Now, here was another one, and he was already working on a deadline. Well, he thought, he’d humor whoever it was and get back to his piece as quickly as possible. He hit a button on the phone and said, “Travis Hellerman here, how can I help you?”

“Hi,” said a nervous voice. “I’m Kyle Morris. You’ve never heard of me, but I read your paper. I thought you might be the right person to call about this. I really don’t know who else to turn to.”

“All right, what’s going on?” asked Travis, not bothering to hide his boredom.

“Well,” said Kyle, “you won’t believe this, I’m sure, but my friend has a fairy in his apartment.”

“You don’t say,” droned Travis.

“He found her last night,” Kyle went on, oblivious to the reporter’s lack of interest. “He hit her with his car, and then brought her up to his room. I saw her myself, and I’ve held her in my hands. She’s real, all right, but her wing’s broken, so she can’t fly very well.”

“Right,” Travis replied. He decided to ask some questions and pretend to write down the answers. That always made the crackpots think he really cared. Then he’d feign taking down the number, and never call. “So what did this fairy look like?” he asked, as though he were really curious.

“About three, maybe four inches high,” he answered. “She’s incredibly gorgeous. Her eyes are blue, and her hair is pure white, coming down to about her waist. She looked just like a real woman, except for size. Oh, and there are two wings coming out of her back. They look like dragonfly wings. One of them got snapped in half, so Dave has it taped back together.”

Travis was about to proceed with his plan to ditch this guy when something made him pause. The description was not like the ones he usually received. Most of the time, the supposed fairies were glowing, or colored wrong, or much smaller, or something else. This one sounded all too familiar.

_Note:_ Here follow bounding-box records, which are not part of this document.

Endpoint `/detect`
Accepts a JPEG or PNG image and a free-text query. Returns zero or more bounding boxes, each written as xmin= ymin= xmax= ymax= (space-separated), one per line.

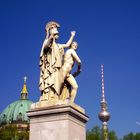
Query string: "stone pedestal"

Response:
xmin=27 ymin=103 xmax=88 ymax=140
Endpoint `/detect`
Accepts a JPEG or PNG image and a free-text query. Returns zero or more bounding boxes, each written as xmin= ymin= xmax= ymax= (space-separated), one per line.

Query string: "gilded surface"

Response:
xmin=39 ymin=21 xmax=81 ymax=104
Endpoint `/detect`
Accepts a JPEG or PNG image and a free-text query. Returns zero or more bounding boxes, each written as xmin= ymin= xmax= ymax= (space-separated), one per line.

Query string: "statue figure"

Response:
xmin=39 ymin=21 xmax=75 ymax=101
xmin=61 ymin=41 xmax=81 ymax=102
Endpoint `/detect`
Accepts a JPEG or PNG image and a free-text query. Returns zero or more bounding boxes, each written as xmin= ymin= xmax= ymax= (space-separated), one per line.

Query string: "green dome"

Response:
xmin=0 ymin=77 xmax=33 ymax=125
xmin=0 ymin=99 xmax=33 ymax=125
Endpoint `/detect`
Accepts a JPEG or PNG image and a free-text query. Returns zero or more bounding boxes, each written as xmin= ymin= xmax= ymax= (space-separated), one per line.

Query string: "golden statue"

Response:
xmin=39 ymin=21 xmax=75 ymax=101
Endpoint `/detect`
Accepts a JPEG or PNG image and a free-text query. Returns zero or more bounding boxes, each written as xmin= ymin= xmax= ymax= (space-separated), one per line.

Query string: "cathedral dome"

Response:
xmin=0 ymin=78 xmax=33 ymax=125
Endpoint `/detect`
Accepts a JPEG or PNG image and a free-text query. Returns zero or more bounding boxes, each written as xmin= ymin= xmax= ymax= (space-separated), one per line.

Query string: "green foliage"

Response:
xmin=123 ymin=132 xmax=140 ymax=140
xmin=86 ymin=126 xmax=118 ymax=140
xmin=86 ymin=126 xmax=101 ymax=140
xmin=108 ymin=131 xmax=118 ymax=140
xmin=0 ymin=125 xmax=29 ymax=140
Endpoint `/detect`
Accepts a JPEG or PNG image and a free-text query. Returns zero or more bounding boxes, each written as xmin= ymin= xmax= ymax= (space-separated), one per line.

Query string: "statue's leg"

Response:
xmin=66 ymin=74 xmax=78 ymax=102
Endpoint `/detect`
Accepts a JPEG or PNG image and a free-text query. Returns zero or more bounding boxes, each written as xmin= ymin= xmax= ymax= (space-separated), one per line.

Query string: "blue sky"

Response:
xmin=0 ymin=0 xmax=140 ymax=137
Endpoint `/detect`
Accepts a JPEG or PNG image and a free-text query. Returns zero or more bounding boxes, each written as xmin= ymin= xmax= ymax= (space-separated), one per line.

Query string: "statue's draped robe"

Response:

Casually, he pulled open a desk drawer and reached into a file in the back. Taking it out, he withdrew the half a dozen or so grainy pictures of the fairy report from a year ago. The images matched exactly what Kyle had described. The height, appearance, wings, and even hair color were exactly right.

It couldn’t be a coincidence, Travis thought. Either this was for real, or it was the punchline of a joke set up months ago. Whichever it was, he meant to get to the bottom of it.

He looked more closely at one of the pictures the previous informant had taken. In it, he was holding up the fairy’s wings, showing that they were real and not just glued on. “Kyle,” he said into the phone, “you said you were holding this fairy, right? Did you look at the wings closely?”

“Oh yeah,” he answered. “I looked at her closely, all right.”

“All right, here’s a question. Did the wings come out of her shoulders? Or were they up on her neck?”

“What?” Kyle hesitated only for a moment. “Oh, sorry, neither. They come right out of the middle of her back, between the shoulder blades.”

Travis almost dropped the phone. That was exactly as it was in the photograph!

“Okay, Kyle, I believe you,” he said, trying to hide his excitement. “I need to come see this for myself. Where are you right now?”

Kyle told him. Hanging up quickly, Travis grabbed his supplies and rushed out of the building, his deadline completely forgotten.